Despite its utility, CD has limitations. It provides average information on the content of secondary structures in proteins, without distinguishing between different regions or offering detailed information on specific residues. Therefore, in order to overcome some of these shortcomings and make a more complete analysis, researchers can employ complementary spectroscopic techniques.132

Vibrational circular dichroism (VCD) and Raman optical activity (ROA)
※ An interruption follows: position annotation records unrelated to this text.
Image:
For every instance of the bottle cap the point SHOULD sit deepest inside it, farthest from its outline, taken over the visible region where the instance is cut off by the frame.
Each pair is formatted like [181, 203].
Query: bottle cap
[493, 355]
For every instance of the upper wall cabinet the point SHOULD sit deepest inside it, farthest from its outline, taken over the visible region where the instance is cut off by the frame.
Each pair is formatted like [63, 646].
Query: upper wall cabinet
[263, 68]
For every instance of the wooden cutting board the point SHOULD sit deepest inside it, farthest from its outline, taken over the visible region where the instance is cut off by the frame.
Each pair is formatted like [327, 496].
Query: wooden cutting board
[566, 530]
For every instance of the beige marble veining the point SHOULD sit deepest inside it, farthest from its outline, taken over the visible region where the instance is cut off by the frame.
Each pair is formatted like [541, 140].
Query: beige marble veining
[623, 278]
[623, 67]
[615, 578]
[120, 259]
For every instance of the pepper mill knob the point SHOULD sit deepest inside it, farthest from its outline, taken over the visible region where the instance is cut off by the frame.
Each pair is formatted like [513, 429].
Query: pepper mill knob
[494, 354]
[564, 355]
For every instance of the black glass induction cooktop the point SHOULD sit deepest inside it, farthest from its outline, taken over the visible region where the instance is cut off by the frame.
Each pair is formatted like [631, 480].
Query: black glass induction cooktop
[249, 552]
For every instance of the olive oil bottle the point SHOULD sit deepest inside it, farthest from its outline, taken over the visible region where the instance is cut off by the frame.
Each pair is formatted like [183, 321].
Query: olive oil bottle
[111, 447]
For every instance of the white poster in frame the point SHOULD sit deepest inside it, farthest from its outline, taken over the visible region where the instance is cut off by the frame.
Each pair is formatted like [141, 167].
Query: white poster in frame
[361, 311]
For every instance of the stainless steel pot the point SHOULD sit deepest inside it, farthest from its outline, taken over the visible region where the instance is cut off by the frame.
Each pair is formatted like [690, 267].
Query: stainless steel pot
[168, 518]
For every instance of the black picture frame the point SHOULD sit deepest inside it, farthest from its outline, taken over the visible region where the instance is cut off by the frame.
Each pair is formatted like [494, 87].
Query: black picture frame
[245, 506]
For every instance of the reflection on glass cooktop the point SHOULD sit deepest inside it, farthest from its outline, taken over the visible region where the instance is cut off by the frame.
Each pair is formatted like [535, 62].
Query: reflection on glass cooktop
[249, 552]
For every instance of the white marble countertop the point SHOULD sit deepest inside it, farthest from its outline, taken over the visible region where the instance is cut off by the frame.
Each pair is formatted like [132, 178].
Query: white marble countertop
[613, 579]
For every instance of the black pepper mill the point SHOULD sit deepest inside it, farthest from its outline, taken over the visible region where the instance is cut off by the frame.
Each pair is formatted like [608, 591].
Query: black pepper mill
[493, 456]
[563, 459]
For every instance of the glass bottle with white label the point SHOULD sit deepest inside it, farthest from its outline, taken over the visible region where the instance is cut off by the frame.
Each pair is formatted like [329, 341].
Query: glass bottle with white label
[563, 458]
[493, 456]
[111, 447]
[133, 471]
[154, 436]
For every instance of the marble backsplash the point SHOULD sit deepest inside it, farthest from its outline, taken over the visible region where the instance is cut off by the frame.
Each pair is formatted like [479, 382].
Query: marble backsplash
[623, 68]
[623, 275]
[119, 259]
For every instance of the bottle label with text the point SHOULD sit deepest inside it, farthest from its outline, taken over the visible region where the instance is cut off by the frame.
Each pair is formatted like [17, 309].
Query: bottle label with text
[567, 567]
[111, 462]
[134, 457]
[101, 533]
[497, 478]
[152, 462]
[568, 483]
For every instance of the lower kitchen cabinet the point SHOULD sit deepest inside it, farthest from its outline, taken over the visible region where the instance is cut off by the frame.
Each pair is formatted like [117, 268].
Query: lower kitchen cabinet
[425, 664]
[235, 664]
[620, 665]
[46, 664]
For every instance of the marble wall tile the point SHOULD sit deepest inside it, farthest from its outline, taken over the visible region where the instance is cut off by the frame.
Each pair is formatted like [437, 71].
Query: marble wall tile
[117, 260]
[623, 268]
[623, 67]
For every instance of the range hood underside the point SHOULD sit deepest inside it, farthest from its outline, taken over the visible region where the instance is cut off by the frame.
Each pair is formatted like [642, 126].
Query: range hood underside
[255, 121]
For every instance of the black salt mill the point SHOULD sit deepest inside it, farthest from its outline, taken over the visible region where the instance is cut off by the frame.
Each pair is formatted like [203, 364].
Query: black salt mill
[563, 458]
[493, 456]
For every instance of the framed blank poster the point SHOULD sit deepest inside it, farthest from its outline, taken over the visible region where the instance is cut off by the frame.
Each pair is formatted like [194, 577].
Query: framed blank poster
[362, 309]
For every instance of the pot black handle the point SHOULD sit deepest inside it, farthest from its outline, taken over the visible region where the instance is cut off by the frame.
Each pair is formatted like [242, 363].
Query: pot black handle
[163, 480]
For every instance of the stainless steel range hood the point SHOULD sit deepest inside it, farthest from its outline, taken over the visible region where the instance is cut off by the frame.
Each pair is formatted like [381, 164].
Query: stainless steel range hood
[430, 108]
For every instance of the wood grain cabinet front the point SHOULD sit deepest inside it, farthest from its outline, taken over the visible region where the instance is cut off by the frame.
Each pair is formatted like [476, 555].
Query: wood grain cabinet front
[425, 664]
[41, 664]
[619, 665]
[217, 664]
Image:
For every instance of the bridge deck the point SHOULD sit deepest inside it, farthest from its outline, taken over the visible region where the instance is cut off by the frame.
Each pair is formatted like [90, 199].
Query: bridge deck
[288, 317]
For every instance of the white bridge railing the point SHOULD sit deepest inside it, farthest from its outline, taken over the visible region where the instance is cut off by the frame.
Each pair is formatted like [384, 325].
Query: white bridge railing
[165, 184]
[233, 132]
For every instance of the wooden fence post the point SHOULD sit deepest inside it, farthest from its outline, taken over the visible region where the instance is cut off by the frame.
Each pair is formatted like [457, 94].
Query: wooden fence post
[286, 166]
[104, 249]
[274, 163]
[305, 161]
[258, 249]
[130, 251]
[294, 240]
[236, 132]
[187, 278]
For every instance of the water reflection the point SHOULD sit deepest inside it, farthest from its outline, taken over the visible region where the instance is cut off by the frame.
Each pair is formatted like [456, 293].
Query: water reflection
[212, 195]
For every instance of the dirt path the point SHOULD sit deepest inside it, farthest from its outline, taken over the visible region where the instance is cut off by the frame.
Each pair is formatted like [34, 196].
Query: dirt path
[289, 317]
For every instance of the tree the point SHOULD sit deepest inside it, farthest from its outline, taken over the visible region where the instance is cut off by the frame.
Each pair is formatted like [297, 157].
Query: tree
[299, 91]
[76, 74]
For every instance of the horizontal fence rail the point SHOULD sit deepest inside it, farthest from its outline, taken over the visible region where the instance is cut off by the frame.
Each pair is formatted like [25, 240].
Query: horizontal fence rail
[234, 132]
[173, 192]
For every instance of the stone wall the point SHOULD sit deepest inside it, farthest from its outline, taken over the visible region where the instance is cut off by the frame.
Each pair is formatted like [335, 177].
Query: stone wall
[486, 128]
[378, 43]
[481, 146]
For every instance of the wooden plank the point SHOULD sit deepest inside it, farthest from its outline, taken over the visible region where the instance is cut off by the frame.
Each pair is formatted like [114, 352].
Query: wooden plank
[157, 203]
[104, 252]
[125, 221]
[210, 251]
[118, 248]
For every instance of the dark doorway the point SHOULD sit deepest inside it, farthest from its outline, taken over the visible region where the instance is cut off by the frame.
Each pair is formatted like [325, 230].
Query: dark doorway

Complementing conventional CD, vibrational circular dichroism (VCD) and Raman optical activity (ROA) offer enhanced detection of PPII structures.132VCD, utilizing infrared light for vibrational transitions, provides detailed structural information in the amide I and II regions133134. It distinguishes PPII from random coil conformations based on a characteristic shift in the amide I carbonyl stretch frequency, with PPII structures exhibiting this vibration at ∼1623 cm−1, about 23 cm−1 lower than random coil.132,135,136

ROA, measuring the difference in Raman scattering intensity using circularly polarized light, is highly sensitive to three-dimensional molecular structure. It excels in detecting PPII helices due to their distinctive spectral features, particularly a strong positive extended amide III band at ∼1318 cm−1.132,137–141 This allows ROA to differentiate PPII from random coil structures and identify PPII content in proteins with complex structural compositions.142

Nuclear magnetic resonance (NMR)

NMR's ability to provide high-resolution data on flexible and dynamic protein regions makes it especially valuable for characterizing PPII conformations, which are frequently found in intrinsically disordered proteins. However, the absence of intramolecular hydrogen bonds in PPII helices limits the applicability of standard 1H-NMR spectroscopy in distinguishing them from disordered conformations. To overcome this limitation, more advanced NMR techniques are required for accurate identification and analysis of PPII structures.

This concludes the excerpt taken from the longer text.